Mon Nov 8 15:34:37 UTC 2021

On Mon, 8 Nov 2021 14:47:08 GMT, Stefan Johansson <sjohanss at openjdk.org> wrote:

>> Please review this change to do precise BOT updates in the G1 evacuation phase.
>> 
>> **Summary**
>> In G1 young collections the BOT is updated for objects copied to old generation regions. Prior to this fix the BOT updates are very crude and only done for each new PLAB and for direct allocations (large allocation outside the PLABs).
>> 
>> The BOT is then updated to be more precise during concurrent refinement and when scanning the heap in later GCs. This leads to both more time spent doing concurrent refinement as well as prolonged "scan heap" phases in the following GCs.
>> 
>> With this change we instead update the BOT to be complete and precise while doing the copy. This way we can reduce the time in the following phases quite significantly. This comes with a slight regression in object copy times, but from my measurements the overall gain is worth the complexity and extra time spent in object copy. 
>> 
>> Doing this more precise BOT updating requires us to not rely on a global threshold for updating the BOT but instead calculate where the updates are done, this allows us to remove a lock in the old generation allocation path which is only present to guard this threshold.
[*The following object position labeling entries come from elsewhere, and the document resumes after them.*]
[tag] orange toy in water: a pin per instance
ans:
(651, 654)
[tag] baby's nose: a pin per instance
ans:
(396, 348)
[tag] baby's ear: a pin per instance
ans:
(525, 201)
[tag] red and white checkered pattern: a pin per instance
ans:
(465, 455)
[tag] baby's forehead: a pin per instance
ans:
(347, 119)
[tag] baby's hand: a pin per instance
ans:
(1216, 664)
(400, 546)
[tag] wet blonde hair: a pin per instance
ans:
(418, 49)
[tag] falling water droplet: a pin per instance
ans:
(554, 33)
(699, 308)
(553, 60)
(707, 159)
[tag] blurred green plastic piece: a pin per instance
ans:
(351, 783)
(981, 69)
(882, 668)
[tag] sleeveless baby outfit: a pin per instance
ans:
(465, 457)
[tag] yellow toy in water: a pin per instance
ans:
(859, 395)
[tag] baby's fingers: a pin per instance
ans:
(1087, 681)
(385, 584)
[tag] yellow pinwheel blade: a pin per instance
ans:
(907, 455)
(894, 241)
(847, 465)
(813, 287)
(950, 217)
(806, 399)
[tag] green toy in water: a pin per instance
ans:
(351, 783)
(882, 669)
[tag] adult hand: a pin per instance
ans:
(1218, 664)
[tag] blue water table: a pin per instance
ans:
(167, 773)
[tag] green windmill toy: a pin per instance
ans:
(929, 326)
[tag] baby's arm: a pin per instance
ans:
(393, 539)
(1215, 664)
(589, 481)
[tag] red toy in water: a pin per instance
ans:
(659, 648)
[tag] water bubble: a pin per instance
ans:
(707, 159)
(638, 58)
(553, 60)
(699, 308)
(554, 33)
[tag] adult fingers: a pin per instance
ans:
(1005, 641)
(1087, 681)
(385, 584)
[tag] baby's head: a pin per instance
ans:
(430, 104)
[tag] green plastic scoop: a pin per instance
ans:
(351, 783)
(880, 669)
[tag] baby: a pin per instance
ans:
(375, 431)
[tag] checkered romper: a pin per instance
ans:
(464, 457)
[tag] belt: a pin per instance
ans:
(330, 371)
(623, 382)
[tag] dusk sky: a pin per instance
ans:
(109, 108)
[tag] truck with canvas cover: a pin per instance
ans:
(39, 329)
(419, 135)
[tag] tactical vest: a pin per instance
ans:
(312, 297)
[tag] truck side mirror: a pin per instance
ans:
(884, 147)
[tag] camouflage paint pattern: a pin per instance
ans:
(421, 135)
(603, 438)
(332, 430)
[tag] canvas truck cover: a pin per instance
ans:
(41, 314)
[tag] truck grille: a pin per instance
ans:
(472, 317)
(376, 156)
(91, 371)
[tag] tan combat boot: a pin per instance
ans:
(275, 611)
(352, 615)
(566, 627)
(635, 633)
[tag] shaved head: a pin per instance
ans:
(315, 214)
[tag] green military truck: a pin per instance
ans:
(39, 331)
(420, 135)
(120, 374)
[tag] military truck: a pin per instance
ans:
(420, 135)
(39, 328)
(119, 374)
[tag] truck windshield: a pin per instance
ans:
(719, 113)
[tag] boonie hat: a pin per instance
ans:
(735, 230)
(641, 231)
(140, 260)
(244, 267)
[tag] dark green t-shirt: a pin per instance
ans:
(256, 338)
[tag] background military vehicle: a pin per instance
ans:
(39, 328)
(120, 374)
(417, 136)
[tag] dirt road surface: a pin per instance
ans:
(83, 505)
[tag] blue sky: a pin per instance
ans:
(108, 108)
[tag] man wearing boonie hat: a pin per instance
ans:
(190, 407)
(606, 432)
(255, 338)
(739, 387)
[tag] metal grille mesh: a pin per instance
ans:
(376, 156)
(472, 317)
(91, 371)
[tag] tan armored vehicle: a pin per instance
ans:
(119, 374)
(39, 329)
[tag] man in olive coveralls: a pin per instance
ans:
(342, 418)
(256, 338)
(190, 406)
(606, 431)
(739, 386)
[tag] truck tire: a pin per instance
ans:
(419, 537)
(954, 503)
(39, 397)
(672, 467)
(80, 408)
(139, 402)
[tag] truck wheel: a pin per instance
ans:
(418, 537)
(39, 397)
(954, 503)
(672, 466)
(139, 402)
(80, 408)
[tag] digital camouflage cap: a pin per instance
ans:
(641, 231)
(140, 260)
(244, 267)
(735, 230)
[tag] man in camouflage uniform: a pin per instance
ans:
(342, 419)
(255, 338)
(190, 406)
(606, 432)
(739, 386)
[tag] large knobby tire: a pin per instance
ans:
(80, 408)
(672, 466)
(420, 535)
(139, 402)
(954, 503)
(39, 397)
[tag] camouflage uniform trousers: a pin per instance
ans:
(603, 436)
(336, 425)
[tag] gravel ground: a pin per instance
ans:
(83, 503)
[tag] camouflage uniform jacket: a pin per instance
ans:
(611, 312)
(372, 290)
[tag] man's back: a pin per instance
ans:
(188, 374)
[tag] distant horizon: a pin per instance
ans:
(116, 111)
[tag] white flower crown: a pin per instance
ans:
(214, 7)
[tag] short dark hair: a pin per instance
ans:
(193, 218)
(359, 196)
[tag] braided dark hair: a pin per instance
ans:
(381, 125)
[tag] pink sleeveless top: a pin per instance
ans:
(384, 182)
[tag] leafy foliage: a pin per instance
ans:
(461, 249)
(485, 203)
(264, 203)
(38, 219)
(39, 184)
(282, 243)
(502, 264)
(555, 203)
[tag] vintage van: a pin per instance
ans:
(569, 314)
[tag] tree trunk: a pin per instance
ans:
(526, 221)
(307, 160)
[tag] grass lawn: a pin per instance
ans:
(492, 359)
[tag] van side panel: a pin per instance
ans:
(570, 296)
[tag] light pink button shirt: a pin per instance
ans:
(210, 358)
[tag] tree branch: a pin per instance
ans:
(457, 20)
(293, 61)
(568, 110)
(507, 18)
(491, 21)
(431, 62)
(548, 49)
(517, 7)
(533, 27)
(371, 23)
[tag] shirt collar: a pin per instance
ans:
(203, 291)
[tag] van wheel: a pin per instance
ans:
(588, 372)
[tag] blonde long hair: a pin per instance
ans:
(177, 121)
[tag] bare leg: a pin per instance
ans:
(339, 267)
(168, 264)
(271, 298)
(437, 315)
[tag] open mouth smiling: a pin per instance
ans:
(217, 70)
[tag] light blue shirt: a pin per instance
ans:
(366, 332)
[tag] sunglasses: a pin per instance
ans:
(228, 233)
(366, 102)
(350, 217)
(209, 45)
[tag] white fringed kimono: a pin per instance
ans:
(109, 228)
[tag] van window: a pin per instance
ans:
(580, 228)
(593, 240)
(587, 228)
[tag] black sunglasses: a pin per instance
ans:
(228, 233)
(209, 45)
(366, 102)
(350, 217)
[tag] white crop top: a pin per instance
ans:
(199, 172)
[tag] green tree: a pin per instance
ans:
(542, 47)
So with this change we can remove the different allocation paths used for young and old regions.
>> 
>> **Testing**
>> All testing look good:
>> - [x] Mach5 tier1-5
>> - [x] Local stress testing
>> - [x] Performance testing and pause time comparisons
>
> Stefan Johansson has updated the pull request incrementally with one additional commit since the last revision:
> 
>   Thomas review

Just some minor comments/suggestions.

src/hotspot/share/gc/g1/g1Allocator.cpp line 308:

> 306:       } else {
> 307:         _alloc_buffers[state][node_index] = new PLAB(_g1h->desired_plab_sz(state));
> 308:       }

I think ternary operator can be used here:

word_sz = _g1h->desired_plab_sz(state);
// ...
_alloc_buffers[state][node_index] = (state == G1HeapRegionAttr::Old)
                                  ? new G1BotUpdatingPLAB(word_sz)
                                  : new PLAB(word_sz);

src/hotspot/share/gc/g1/g1Allocator.hpp line 159:

> 157:   G1BotUpdatingPLAB(size_t word_sz) : PLAB(word_sz) { }
> 158:   // Sets the new PLAB buffer as well as updates the threshold and region.
> 159:   virtual void set_buf(HeapWord* buf, size_t word_sz);

Is `override` better here?

src/hotspot/share/gc/g1/heapRegion.inline.hpp line 248:

> 246:          "Should only calculate BOT threshold for old regions. addr: " PTR_FORMAT " region:" HR_FORMAT,
> 247:          p2i(addr), HR_FORMAT_PARAMS(this));
> 248:   return _bot_part.threshold_for_addr(addr);

Instead of calling `_bot_part.threshold_for_addr` multiple times, storing the result in a local var could be cleaner.

src/hotspot/share/gc/shared/plab.hpp line 122:

> 120: 
> 121:   // Sets the space of the buffer to be [buf, space+word_sz()).
> 122:   virtual void set_buf(HeapWord* buf, size_t new_word_sz) {

I wonder if `override` is better.

-------------

Changes requested by ayang (Reviewer).

PR: https://git.openjdk.java.net/jdk/pull/6166